The invaders introduced new burial practises, cremating their dead and placing the ashes in urns, or burying bodies with clothing and equipment to take to the next world. The Britons, by contrast, followed the Christian practise of burying bodies without grave goods, lined in an east-west direction.

Kings

Saxon chief
Costume of a Saxon Chief, 1814
©Museum of London /HIP/TopFoto.co.uk
The earliest Anglo-Saxon rulers were war leaders, who held onto power by defeating enemies in battle and rewarding military followers with booty. They called themselves kings, though it is unlikely that succession was hereditary in early times. Only gradually did stable kingdoms emerge, as well as royal dynasties.


According to Bede's Ecclesiastical History Of The English Nation, the East Anglian royal dynasty was founded in the late sixth century by a man called Wuffa (probably meaning "Little Wolf"). The Wuffingas, as his dynasty was called, had their royal hall at Rendlesham, just upriver from Sutton Hoo. Nothing survives of the hall, which would have been a large timber building. It probably resembled an Anglo-Saxon royal hall excavated at Yeavering in Northumberland. Find out about the royal hall at Yeavering here.

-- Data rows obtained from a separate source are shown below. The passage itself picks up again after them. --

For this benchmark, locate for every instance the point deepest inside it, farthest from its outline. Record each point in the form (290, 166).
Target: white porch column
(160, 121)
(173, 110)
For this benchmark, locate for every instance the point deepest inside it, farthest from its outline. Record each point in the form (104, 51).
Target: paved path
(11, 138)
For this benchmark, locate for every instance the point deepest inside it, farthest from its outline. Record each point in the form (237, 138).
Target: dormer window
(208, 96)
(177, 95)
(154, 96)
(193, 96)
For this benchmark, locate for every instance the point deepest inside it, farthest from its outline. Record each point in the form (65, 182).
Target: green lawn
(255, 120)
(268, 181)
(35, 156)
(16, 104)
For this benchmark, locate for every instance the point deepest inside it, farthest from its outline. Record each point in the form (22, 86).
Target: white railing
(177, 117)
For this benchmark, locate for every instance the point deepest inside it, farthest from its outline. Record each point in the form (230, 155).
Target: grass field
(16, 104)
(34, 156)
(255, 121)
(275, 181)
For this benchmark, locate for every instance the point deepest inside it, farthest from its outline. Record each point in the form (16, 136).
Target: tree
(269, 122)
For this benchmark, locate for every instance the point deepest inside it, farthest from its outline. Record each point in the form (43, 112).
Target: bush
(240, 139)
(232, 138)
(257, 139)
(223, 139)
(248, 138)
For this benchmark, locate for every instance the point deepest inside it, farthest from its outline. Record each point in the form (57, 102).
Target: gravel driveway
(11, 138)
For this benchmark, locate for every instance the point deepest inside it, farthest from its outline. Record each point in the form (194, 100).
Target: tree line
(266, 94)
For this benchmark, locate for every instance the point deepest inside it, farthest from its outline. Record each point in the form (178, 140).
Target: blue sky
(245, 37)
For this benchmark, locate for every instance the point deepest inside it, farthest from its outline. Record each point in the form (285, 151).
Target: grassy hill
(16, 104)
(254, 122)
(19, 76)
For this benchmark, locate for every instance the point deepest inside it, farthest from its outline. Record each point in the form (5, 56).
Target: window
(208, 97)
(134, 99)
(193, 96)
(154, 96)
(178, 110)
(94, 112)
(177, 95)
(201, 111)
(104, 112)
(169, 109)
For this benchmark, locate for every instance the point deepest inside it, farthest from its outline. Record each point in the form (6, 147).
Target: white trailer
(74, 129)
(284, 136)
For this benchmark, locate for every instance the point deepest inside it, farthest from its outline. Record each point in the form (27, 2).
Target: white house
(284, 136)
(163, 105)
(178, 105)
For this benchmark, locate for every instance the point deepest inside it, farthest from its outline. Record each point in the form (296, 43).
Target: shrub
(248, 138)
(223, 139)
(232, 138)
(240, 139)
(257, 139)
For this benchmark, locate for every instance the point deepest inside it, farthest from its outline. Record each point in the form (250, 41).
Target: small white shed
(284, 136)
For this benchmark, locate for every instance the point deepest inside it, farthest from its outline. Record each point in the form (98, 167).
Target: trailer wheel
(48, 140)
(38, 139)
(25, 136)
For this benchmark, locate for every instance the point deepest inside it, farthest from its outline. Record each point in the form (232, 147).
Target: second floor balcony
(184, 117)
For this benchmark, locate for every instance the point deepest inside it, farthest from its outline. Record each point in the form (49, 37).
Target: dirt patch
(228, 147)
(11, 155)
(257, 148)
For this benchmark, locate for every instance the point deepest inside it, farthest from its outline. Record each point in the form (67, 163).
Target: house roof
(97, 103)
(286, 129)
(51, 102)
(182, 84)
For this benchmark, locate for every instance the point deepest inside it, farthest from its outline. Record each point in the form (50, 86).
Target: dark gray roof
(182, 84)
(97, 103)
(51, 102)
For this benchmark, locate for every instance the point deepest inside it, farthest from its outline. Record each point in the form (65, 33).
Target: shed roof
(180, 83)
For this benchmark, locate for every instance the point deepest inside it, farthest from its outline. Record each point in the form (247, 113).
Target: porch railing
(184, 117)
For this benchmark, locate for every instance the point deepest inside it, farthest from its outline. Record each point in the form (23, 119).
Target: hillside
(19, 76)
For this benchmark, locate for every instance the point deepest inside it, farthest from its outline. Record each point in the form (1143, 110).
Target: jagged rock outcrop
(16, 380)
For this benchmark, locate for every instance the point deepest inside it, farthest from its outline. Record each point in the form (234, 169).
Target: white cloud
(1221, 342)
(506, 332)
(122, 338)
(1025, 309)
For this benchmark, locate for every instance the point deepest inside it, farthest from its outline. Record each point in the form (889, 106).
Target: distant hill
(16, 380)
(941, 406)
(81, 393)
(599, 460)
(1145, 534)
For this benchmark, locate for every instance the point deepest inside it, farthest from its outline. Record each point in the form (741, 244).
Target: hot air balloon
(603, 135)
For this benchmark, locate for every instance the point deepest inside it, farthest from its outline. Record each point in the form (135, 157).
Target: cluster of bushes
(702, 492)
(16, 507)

Wuffa was able to pass on power to his son Tyttla, who was in turn succeeded by Raedwald - probably the king buried in the ship at Sutton Hoo. One of the most surprising things about the Sutton Hoo ship burial is that the royal dynasty which created it was just three generations old. The burial, with its amazing treasures, shows that the Wuffingas had managed to create a powerful and wealthy kingdom, with well-established trading links with the continent and Scandinavia.